Abidjan entered a long economic boom which lasted until the 1980s, earning it the name "Paris of Africa." With elegant casinos and world-class hotels, the city billed itself as the safest and most desirable tourist destination in West Africa. But in 1983, Yamoussoukro, a town located about 170 miles (274km) to the northwest, became the new capital of Côte d'Ivoire under president Felix Houphouët-Boigny, who wanted to transform his native village into the Brasilia of the African Savannah. Abidjan entered into a decline in the 1990s, characterized by run-down infrastructure and a growth of pollution, blamed on negligent civil servants, political infighting following Houphouët-Boigny’s death, and high levels of corruption.
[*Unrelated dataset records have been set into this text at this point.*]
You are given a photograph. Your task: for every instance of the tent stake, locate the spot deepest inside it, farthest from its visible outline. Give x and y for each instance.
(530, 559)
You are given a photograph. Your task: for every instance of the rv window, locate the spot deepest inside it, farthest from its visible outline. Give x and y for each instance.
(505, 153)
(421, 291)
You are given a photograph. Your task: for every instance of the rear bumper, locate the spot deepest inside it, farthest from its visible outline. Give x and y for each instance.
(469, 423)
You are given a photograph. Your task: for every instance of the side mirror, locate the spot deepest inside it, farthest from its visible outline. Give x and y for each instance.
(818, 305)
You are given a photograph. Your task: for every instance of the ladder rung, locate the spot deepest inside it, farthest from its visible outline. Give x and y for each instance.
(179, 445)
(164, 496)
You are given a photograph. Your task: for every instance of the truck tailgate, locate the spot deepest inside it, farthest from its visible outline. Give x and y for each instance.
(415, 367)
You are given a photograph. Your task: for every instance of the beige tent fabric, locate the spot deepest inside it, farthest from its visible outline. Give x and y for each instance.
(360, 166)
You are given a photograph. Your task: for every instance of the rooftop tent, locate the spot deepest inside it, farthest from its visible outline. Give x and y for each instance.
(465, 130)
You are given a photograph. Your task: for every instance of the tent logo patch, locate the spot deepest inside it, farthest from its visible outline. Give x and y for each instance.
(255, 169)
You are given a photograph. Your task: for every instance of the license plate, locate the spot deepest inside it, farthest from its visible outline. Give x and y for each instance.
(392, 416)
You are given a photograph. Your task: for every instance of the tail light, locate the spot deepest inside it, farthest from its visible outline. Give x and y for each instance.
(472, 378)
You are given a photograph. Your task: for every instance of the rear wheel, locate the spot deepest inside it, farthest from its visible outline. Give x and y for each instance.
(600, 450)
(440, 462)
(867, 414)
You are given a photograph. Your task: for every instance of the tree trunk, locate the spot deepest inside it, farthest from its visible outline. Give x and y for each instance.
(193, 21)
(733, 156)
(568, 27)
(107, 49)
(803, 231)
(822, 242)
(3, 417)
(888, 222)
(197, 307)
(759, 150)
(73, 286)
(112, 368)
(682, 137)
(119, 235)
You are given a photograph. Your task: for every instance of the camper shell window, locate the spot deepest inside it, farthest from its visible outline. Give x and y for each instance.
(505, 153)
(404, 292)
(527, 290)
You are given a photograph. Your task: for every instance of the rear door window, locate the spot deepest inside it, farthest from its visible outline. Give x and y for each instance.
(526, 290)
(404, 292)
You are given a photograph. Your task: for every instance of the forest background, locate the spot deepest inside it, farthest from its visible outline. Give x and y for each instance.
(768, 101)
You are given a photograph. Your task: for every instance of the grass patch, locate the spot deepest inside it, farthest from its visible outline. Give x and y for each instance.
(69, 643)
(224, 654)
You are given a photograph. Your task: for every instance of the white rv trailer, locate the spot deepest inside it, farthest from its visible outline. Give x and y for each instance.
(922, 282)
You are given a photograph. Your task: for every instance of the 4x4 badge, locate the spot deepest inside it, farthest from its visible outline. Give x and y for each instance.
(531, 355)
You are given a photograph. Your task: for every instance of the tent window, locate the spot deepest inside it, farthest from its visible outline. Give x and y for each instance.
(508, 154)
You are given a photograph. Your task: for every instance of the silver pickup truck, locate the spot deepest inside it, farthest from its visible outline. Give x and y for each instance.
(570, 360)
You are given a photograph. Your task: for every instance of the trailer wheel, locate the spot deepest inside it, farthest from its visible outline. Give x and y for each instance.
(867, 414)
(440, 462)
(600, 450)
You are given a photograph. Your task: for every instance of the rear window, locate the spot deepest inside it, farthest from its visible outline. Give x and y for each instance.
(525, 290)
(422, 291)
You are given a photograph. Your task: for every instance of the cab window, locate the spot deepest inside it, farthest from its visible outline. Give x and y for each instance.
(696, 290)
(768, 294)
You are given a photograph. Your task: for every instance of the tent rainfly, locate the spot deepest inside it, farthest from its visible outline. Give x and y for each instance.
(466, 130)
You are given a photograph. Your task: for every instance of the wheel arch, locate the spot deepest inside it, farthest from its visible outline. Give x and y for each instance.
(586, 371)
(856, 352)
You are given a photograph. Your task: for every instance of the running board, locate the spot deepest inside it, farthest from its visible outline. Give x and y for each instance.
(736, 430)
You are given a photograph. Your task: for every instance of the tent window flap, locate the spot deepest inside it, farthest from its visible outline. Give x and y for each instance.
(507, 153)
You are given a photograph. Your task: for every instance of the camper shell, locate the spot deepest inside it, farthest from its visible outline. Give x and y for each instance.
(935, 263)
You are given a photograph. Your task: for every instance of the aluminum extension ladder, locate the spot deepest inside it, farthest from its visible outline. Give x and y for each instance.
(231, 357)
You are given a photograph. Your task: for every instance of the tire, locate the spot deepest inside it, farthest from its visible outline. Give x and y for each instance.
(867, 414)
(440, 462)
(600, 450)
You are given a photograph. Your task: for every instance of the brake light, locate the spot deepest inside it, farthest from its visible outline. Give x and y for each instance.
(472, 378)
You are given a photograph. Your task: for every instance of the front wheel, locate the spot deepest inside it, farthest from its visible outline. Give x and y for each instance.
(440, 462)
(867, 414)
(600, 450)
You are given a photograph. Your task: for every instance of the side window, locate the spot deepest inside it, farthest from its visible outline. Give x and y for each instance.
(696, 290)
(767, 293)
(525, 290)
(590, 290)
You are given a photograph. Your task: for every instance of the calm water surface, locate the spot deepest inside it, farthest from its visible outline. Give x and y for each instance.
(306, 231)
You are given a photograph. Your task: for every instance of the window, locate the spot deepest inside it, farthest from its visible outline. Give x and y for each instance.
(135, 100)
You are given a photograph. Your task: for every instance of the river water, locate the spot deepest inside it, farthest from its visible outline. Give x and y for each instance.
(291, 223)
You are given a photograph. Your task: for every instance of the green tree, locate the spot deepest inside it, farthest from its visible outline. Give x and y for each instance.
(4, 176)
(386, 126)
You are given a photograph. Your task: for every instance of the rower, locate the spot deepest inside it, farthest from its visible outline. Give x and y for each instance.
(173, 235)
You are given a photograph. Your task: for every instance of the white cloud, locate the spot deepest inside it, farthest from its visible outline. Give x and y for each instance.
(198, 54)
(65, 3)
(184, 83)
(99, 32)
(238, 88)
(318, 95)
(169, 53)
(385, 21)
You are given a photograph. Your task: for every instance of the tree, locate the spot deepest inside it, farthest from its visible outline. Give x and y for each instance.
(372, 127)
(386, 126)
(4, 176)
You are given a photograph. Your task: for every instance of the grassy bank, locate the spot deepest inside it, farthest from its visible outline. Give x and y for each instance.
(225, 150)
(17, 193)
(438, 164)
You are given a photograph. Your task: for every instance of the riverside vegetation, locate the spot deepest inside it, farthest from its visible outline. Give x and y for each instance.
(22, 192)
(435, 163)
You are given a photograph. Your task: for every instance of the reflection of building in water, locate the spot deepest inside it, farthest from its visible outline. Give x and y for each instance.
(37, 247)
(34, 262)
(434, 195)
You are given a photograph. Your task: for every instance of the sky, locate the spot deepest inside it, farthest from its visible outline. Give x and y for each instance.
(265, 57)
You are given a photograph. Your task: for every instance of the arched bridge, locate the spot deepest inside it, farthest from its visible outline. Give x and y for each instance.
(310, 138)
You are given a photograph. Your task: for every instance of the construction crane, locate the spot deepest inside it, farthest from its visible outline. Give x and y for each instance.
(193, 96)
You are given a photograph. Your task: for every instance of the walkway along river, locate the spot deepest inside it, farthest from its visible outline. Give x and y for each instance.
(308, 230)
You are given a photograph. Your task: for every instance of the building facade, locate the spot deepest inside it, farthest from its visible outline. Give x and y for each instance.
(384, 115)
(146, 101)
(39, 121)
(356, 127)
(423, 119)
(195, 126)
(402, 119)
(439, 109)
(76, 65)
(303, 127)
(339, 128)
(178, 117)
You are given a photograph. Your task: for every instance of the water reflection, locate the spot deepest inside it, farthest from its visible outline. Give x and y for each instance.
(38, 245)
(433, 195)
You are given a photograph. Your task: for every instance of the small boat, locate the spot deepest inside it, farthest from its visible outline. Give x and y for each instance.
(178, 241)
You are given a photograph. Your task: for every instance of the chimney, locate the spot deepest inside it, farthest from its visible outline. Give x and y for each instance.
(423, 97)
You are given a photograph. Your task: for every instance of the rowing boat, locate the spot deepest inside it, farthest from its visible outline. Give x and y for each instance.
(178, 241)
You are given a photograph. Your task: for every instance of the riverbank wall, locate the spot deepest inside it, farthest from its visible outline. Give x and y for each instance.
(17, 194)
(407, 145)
Since 1999, the city has suffered from the chaos and economic dislocation caused by civil war in the north Ivory Coast, political tumult, and flight of capital. Large working class zones of migrants were the location of the anti-French riots of November 2004. On September 6, 2006, hundreds of people protested in the streets following the deaths of two children who had inhaled fumes from toxic waste. Côte d'Ivoire fell into civil war in September 2002. Although most of the fighting ended by late 2004, the country remained split in two, with a rebel-held north and a government-held south. Both French troops and UN forces were brought in, in an attempt to secure peace. A peace agreement to end the conflict was signed in March 2007, however there continues to be instability. The crime rate has increased as a result of poor economic conditions, an influx of weapons and refugees from neighboring Liberia, and urban migration. Burglaries commonly occur at residences, restaurants, and small businesses. Petty theft is prevalent throughout Abidjan and armed gangs are a growing problem.